Shakira’s €55M tax win and what it could mean for other high-profile figures

Spain’s National High Court recently ruled in favour of Shakira and ordered the Spanish tax authority (AEAT) to refund her over €55 million relating to a dispute over her 2011 tax residency position.

The case centred on Spain’s 183-day rule. The court found that AEAT failed to prove that Shakira 

exceeded this threshold, concluding she spent 163 days in Spain in 2011, 20 days below the requirement to be considered tax resident in Spain and liable to Spanish income and wealth tax in full. 

AEAT had sought to argue that Shakira was tax resident in Spain and liable to Spanish tax based on her personal, social and economic ties to Spain, her lifestyle and attributing long periods she spent outside of Spain as temporary periods of absence. AEAT unsuccessfully tried to argue that these days were Spanish days in disguise. 

The judgment confirms that tax residence must be determined based on evidence of day counting and other objective tests used to determine tax residence and not inference and media narrative. 

Wider tax considerations beyond Spain for high-profile individuals 

The case reflects a broader trend of increased scrutiny of high-profile individuals, with tax authorities across the world (including HMRC in the UK), adopting more data-driven and substance-based approaches to identify non-compliance (both in purely domestic and cross-border disputes). 

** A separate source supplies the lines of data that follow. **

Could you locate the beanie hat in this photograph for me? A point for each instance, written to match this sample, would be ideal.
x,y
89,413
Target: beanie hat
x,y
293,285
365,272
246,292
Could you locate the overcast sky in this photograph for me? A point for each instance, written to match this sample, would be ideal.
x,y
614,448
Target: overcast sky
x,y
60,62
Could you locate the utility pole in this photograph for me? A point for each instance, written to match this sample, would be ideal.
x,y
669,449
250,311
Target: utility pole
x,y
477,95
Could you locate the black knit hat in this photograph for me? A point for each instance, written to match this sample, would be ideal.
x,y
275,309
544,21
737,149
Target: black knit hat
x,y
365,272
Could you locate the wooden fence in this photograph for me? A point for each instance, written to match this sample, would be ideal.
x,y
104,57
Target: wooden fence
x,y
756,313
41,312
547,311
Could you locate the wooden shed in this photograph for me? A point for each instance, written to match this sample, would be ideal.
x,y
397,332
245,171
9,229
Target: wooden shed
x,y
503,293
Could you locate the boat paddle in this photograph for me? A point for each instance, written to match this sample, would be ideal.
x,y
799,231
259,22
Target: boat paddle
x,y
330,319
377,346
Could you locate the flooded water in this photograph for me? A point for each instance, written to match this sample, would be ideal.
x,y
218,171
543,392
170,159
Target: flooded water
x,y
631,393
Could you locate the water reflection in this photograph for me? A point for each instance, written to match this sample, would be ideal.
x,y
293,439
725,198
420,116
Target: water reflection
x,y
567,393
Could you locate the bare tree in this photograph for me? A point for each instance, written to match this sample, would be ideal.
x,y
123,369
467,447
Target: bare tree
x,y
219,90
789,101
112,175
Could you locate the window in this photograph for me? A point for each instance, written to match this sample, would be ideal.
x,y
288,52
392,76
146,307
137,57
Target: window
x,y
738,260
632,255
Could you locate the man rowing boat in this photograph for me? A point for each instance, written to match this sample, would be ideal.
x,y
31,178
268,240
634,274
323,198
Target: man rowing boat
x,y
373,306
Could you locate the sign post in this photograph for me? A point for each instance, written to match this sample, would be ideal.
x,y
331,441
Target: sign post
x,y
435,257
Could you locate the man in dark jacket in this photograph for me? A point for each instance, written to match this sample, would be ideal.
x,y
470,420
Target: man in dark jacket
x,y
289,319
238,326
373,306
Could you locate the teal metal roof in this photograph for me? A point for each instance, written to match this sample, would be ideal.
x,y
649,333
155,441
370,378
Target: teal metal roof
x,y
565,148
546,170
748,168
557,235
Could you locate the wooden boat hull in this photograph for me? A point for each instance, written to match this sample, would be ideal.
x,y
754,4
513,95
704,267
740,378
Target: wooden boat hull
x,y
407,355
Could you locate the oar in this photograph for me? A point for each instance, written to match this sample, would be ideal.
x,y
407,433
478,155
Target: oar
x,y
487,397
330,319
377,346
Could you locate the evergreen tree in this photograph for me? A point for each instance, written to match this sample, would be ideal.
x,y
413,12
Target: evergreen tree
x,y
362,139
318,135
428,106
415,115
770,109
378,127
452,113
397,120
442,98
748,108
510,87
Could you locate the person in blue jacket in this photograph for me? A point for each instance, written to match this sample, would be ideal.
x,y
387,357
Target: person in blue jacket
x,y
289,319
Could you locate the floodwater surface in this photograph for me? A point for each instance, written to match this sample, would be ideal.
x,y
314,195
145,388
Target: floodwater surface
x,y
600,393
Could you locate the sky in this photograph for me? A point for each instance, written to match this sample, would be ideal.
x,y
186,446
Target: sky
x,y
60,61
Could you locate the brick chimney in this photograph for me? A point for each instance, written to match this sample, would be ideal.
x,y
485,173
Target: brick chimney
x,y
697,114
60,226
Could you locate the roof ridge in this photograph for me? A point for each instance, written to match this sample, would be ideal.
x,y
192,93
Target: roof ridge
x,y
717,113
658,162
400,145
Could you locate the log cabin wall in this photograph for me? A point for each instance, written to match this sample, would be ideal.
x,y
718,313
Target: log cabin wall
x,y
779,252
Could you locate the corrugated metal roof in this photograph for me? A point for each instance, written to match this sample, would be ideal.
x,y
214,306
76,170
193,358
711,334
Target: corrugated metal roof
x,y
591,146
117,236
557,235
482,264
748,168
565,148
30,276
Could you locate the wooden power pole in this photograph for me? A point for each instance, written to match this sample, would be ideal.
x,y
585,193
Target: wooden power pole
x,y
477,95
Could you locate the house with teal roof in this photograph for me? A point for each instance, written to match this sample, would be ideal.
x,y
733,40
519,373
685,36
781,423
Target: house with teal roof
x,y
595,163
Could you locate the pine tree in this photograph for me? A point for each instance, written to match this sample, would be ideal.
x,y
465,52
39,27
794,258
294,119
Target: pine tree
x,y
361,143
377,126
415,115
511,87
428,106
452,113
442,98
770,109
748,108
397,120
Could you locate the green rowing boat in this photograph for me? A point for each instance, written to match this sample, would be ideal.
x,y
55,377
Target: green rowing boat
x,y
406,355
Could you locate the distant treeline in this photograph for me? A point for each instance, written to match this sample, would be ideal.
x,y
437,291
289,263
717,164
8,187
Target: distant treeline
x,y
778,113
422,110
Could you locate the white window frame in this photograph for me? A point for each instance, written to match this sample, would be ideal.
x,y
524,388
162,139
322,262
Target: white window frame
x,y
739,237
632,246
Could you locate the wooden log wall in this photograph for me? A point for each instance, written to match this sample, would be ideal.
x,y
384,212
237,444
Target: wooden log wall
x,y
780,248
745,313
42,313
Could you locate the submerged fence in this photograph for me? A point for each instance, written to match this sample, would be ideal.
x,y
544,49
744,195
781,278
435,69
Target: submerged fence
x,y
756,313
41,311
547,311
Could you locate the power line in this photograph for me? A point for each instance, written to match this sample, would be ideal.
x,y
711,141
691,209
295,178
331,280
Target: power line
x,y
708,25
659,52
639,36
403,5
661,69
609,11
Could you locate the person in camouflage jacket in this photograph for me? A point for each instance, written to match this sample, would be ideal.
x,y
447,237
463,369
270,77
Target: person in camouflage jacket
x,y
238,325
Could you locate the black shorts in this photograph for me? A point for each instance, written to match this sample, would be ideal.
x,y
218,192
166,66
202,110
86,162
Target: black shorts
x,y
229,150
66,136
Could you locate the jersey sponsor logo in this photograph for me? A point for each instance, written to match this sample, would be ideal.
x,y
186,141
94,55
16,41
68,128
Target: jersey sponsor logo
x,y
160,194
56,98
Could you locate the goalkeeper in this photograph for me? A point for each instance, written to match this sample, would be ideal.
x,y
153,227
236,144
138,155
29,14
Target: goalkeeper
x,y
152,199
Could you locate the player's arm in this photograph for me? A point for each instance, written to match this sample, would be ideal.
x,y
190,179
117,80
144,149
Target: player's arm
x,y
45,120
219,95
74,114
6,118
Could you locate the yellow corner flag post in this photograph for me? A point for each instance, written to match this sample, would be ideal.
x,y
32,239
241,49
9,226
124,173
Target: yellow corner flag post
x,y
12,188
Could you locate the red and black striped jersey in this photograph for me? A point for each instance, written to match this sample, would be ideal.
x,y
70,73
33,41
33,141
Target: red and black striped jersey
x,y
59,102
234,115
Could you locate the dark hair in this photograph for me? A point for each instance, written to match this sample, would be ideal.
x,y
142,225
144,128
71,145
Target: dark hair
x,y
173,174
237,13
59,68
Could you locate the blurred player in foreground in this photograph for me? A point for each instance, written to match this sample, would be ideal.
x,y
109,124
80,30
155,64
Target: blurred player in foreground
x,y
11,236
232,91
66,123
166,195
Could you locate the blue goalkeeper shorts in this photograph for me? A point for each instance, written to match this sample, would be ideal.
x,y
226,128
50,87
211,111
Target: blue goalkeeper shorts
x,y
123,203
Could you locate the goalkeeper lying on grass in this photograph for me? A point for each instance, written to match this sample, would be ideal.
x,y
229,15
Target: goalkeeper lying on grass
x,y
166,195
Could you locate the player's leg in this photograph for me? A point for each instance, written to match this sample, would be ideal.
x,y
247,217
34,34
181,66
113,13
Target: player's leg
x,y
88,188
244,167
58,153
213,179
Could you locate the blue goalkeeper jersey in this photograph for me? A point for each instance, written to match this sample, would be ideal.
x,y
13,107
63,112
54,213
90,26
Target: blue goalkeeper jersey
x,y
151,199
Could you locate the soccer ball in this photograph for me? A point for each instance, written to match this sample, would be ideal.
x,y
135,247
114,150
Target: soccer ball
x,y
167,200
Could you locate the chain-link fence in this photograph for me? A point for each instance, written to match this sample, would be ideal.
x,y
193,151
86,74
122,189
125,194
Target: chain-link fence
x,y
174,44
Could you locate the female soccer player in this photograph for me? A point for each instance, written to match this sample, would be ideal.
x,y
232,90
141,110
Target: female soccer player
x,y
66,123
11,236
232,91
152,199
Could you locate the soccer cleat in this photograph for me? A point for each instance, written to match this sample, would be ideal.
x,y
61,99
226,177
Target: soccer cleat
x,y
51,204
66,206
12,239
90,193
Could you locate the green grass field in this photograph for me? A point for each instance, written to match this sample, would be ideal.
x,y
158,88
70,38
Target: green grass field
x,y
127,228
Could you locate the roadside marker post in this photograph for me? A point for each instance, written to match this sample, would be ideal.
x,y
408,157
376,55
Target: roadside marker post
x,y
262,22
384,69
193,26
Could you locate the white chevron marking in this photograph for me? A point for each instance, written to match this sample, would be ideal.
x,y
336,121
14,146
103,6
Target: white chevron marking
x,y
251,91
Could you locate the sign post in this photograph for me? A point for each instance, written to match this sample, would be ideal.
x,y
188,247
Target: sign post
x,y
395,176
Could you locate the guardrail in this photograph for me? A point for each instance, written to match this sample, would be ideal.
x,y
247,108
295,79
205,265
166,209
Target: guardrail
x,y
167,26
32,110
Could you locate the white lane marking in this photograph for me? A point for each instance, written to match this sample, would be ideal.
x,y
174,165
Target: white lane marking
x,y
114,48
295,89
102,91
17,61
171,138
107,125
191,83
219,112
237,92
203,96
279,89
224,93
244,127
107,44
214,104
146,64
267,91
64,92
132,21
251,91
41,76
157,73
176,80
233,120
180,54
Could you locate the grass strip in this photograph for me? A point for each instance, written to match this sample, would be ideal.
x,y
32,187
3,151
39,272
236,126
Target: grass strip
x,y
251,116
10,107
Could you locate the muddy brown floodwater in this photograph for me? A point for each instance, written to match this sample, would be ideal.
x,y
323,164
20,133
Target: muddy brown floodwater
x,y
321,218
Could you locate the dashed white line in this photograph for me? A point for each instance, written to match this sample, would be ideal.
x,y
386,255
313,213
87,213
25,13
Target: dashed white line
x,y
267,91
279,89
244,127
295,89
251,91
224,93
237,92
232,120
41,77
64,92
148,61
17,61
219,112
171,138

Modern enforcement relies on integrated data sources, including financial records and digital footprints, reducing reliance on self-reported information and increasing audit capability. This includes tax and immigration authorities sharing digital records in real time. 

Tax authorities have access to sophisticated computer systems, records from other government departments as well as an increasing use of AI.  Tax authorities also often review information in the public domain, including both press articles and information high profile individuals put out themselves (such as autobiographies). 

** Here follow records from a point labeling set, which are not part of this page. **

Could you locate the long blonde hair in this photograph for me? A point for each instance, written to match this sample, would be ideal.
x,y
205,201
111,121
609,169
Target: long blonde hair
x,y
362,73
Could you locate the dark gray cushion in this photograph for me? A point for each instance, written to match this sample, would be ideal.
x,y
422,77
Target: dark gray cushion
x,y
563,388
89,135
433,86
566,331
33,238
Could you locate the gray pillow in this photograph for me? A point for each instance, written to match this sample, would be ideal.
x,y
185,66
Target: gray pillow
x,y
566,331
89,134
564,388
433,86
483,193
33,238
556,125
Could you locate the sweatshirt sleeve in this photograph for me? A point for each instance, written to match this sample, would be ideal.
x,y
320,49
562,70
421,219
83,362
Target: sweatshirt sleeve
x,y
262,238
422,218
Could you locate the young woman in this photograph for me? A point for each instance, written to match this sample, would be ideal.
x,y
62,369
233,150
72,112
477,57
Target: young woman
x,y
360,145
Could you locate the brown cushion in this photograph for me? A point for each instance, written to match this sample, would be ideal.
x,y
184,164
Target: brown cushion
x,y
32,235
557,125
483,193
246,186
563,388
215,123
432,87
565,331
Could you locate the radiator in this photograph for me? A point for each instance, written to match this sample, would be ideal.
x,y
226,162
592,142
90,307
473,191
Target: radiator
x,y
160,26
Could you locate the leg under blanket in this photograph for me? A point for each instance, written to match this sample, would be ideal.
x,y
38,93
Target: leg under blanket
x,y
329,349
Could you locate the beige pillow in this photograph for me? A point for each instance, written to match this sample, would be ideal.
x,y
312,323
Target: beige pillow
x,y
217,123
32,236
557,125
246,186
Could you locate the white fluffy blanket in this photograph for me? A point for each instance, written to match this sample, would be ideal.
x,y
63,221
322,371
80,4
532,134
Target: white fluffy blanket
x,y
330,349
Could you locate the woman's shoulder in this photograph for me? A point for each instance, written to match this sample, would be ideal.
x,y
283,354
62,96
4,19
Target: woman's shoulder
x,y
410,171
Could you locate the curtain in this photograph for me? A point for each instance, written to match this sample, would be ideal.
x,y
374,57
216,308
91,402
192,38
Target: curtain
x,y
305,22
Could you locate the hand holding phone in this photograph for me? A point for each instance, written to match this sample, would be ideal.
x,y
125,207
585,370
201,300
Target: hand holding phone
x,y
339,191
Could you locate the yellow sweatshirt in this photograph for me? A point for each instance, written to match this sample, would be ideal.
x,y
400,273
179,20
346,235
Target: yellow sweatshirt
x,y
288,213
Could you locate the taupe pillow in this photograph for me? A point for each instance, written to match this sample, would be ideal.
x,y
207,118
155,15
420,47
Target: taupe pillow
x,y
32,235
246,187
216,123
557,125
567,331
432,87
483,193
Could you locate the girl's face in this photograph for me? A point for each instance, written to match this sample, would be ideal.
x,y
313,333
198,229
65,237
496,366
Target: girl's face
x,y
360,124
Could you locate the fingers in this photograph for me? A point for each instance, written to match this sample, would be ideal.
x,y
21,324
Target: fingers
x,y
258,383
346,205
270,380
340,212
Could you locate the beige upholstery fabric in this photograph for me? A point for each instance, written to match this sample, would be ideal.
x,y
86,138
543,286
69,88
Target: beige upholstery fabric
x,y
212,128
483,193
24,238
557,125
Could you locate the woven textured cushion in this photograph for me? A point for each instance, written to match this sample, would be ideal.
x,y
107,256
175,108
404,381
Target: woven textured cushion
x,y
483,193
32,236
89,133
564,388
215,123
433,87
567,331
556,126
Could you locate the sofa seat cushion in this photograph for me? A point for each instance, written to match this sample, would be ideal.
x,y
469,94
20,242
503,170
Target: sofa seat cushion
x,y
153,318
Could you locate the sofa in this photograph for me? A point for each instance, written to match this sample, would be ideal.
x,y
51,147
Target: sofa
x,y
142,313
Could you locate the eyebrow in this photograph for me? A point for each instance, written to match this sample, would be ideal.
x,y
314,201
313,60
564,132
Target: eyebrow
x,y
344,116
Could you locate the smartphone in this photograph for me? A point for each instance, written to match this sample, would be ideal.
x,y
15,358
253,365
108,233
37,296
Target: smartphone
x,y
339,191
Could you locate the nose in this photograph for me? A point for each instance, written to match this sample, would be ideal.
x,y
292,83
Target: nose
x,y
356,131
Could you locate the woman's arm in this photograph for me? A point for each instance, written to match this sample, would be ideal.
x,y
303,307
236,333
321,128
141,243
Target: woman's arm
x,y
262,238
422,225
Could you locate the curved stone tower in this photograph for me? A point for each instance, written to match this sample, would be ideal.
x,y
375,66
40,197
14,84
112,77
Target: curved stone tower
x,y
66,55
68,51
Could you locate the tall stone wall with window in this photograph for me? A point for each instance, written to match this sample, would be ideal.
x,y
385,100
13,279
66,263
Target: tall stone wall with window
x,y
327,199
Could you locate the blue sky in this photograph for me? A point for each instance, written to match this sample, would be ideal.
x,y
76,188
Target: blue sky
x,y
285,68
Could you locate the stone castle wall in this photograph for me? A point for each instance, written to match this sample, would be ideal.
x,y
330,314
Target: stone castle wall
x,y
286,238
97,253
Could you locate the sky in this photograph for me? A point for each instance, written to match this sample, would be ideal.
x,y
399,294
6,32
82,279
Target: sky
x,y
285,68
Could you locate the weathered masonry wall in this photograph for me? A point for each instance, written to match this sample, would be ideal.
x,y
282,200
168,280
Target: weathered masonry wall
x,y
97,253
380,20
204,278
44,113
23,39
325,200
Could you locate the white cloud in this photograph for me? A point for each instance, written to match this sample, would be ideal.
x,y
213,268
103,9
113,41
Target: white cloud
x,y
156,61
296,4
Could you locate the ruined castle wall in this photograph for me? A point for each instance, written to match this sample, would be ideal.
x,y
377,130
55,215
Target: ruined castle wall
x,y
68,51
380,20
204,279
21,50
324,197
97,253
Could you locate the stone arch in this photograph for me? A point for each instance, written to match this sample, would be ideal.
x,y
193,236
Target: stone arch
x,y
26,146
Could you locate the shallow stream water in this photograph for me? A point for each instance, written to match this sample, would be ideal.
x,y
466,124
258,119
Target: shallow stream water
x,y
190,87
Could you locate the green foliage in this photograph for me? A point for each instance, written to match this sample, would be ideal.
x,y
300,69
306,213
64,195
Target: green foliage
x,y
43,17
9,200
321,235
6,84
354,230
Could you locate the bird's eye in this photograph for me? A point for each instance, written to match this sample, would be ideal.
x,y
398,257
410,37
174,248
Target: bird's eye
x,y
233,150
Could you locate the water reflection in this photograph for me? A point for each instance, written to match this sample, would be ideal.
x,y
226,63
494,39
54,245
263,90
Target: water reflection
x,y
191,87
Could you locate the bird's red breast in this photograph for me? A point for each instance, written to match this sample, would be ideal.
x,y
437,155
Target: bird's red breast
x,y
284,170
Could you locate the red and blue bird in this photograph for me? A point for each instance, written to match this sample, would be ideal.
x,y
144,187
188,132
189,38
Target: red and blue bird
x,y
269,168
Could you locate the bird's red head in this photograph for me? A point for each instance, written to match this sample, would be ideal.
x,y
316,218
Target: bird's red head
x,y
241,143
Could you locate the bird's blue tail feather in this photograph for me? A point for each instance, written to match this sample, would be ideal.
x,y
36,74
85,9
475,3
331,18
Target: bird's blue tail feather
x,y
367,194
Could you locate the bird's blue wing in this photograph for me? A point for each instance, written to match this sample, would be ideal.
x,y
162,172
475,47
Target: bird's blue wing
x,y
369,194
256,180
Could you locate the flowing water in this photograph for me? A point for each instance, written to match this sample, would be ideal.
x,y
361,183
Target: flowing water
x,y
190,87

A key lesson is the importance of the requirement for taxpayers to maintain detailed travel records to evidence their residence position. Accurate day counts, supported by documentary evidence, are often decisive in residency disputes. Taxpayers, particularly those with a high profile, should take care with the information they share publicly. 

While the burden of proof legally rests with the tax authority, taxpayers frequently need to defend their position through extensive evidence (travel diaries, boarding passes etc) and lengthy legal proceedings.

This was reflected in a recent UK case (Michael Parker Vs HMRC) where the case centred on whether transit days in the UK could be disregarded. 

The Shakira case underscores both the gap between media narratives and judicial outcomes in high-profile disputes, and the fact-based nature of residency cases, where strong evidence can overturn even substantial tax assessments.